Ranking The Performances In The Grand Budapest Hotel
His movies are inherently self-conscious and deliberately artificial, but when he’s at his best there is a genuine undercurrent of emotion submerged beneath those ironic stylings.
By Ted Pillow
15. Jason Schwartzman
A perennial Anderson troupe-member, Schwartzman must’ve drawn the shortest straw for Grand Budapest, as he’s offered little more than a few lines of expository dialogue.
14. Bill Murray
Unfortunately, Bill’s role here is the smallest of any his Anderson collaborations. Still, his appearance caused a legitimate stir of excitement in the audience I saw the film with – Anderson uses him here like the world’s coolest deus ex machina.
13. Jude Law
Jude’s role is heavily front-loaded and he winds up being far less prominent than he seems to be at first. Alas, as I would’ve enjoyed seeing him get a chance to play off some of the performers featured in other parts of the film.
12. Owen Wilson
Owen’s role is barely significant, but I got a sizeable laugh merely from hearing him introduced as “Monsieur Chuck.” He’s comes off as completely anachronistic (borderline distracting, really), which gives his brief appearance an enjoyably off-kilter tinge.
11. Saoirse Ronan
With a character that’s ill defined beyond her employment at a high-end bakery and a facial birthmark resembling the outline of Mexico, Saoirse makes the most of a secondary role.
10. F. Murray Abraham
Abraham is solid if unremarkable (not as revelatory as he was in Inside Llweyn Davis, at least) in a narrative-driving role, effectively imbuing his character with a sense of loss and sadness.
9. Tom Wilkinson
Wilkinson is great in a short and funny scene in which he loses his temper at a child.
8. Jeff Goldblum
Goldblum delivers a rather restrained performance by his own standards, with less of the idiosyncratic mannerisms and strange line-readings that we’ve come to expect.
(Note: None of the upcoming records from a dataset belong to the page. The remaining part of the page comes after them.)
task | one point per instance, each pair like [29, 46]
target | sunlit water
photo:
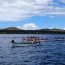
[47, 53]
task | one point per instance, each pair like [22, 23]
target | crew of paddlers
[34, 39]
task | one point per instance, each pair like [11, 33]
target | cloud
[14, 10]
[29, 26]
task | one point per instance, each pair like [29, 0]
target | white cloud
[13, 10]
[29, 26]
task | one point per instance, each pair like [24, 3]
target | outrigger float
[26, 41]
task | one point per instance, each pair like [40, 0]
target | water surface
[47, 53]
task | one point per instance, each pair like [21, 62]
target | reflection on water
[47, 53]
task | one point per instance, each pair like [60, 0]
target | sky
[32, 14]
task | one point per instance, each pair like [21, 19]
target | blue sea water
[46, 53]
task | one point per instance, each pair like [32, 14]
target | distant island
[15, 30]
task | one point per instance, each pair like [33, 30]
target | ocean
[46, 53]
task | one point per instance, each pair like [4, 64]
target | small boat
[26, 41]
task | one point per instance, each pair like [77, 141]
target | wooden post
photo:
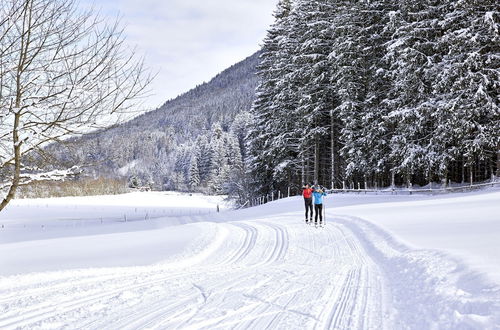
[471, 176]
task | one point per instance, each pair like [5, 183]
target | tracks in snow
[275, 273]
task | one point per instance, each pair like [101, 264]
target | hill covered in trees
[377, 93]
[193, 142]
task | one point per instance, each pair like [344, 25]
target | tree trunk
[316, 160]
[17, 164]
[332, 146]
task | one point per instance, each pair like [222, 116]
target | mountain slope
[150, 146]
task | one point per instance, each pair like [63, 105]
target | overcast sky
[189, 41]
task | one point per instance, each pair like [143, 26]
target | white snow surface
[155, 260]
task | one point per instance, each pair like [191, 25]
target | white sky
[189, 41]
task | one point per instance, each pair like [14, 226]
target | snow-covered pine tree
[414, 56]
[312, 28]
[194, 174]
[468, 82]
[275, 59]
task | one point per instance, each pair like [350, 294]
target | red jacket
[307, 192]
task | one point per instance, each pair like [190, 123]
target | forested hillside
[377, 93]
[193, 142]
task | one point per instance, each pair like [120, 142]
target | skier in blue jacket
[318, 194]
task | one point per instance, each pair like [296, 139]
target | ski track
[266, 274]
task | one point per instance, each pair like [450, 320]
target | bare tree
[63, 71]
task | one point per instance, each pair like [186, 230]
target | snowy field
[168, 261]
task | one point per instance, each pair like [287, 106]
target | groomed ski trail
[274, 273]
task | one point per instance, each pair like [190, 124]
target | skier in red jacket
[307, 193]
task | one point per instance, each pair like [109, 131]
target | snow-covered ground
[157, 260]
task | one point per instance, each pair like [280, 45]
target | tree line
[377, 92]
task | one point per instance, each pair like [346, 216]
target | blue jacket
[318, 197]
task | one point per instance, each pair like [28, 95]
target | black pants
[308, 203]
[318, 209]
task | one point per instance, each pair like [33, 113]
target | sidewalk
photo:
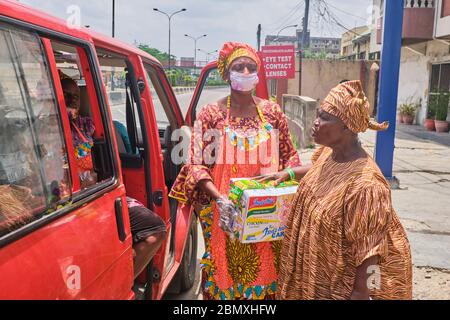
[422, 164]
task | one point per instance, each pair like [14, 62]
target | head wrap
[233, 50]
[348, 102]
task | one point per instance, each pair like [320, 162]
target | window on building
[34, 173]
[445, 8]
[440, 77]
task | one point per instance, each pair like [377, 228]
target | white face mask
[243, 82]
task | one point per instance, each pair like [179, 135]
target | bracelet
[291, 173]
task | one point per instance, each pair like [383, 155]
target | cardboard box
[263, 209]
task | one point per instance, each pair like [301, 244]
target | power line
[289, 17]
[331, 17]
[343, 11]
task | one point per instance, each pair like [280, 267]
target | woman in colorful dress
[252, 138]
[344, 239]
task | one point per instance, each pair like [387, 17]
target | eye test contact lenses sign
[279, 62]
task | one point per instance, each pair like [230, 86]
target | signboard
[279, 61]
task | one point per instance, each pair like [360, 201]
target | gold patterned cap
[348, 102]
[233, 50]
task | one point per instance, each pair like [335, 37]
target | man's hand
[228, 215]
But he’s still great fun, doing Jeff Goldblum-ian things like striding briskly through museum hallways with a long black overcoat and a magnificent salt-and-pepper goatee.
7. Tilda Swinton
Completely unrecognizable under a top-notch makeup job that turns her into an 84-year-old dowager, Tilda is ranked here mostly for the impressive quality of her transformation and the absurdity of her character.
6. Ed Norton
In a role that plays off his character in Moonrise Kingdom, Norton once again excels at a punctilious authoritarian who appears to be repressing a distressing personal calamity. There’s something disturbing lurking just beneath the surface of these precise, rigid personas.
5. Tony Revolori
In a crucial but understated role, newcomer Revolori brings a greatly appreciated straight man’s delivery – everyone around him is hamming it up, but he keeps the movie in check with his grounded performance.
4. Willem Dafoe
Willem Dafoe has a history of scene stealing in Anderson’s films – his hilarious Klaus Daimler would be ranked first for The Life Aquatic – and he’s great here as a threatening, edentulous henchman.
3. Harvey Keitel
Generally shirtless, revealing some of the worst prison tattoos ever captured on film as well as oddly spasmodic old-guy muscles, Keitel is predictably and enjoyable coarse in the part of a ravaged prison convict.
2. Adrien Brody
Brody is hilarious in the film’s most villainous role, clad in all black and dispatching ridiculous insults. I didn’t think he had this kind of angry, misanthropic range in him (I always think of him as kind of a tame, beleaguered hero), but he walks away with most scenes in which he appears.
1. Ralph Fiennes
Fiennes is the heart and soul of The Grand Budapest Hotel. Anderson’s critical darlings (Rushmore, The Royal Tenenbaums, Moonrise Kingdom) and failures (The Life Aquatic, The Darjeeling Limited) are separated by the extent to which they find emotional truths in their twee preciosity. His movies are inherently self-conscious and deliberately artificial, but when he’s at his best there is a genuine undercurrent of emotion submerged beneath those ironic stylings. Unfortunately, when he’s subpar (granted, it’s still better than 95% of filmmakers), his movies become the kind of postmodern shaggy-dog stories that make people want to throw rocks at hipsters. While Grand Budapest Hotel verges on the latter at times (the suffering of these characters is often just an opportunity for a good laugh), there’s an unexpected, bittersweet sincerity to many scenes that give it a lasting resonance. Fiennes is the biggest reason why Grand Budapest Hotel succeeds and ultimately finds itself on the right side of Anderson’s hit-or-miss trajectory – he’s hilarious, yes, but he also brings an underplayed pathos to the part. Thought at times his Gustave H. seems little more than a self-serving prick, his loyalty and perseverance gives the audience a crucial point of entry. Hopefully, Fiennes will be justly remembered when next year’s award season rolls around.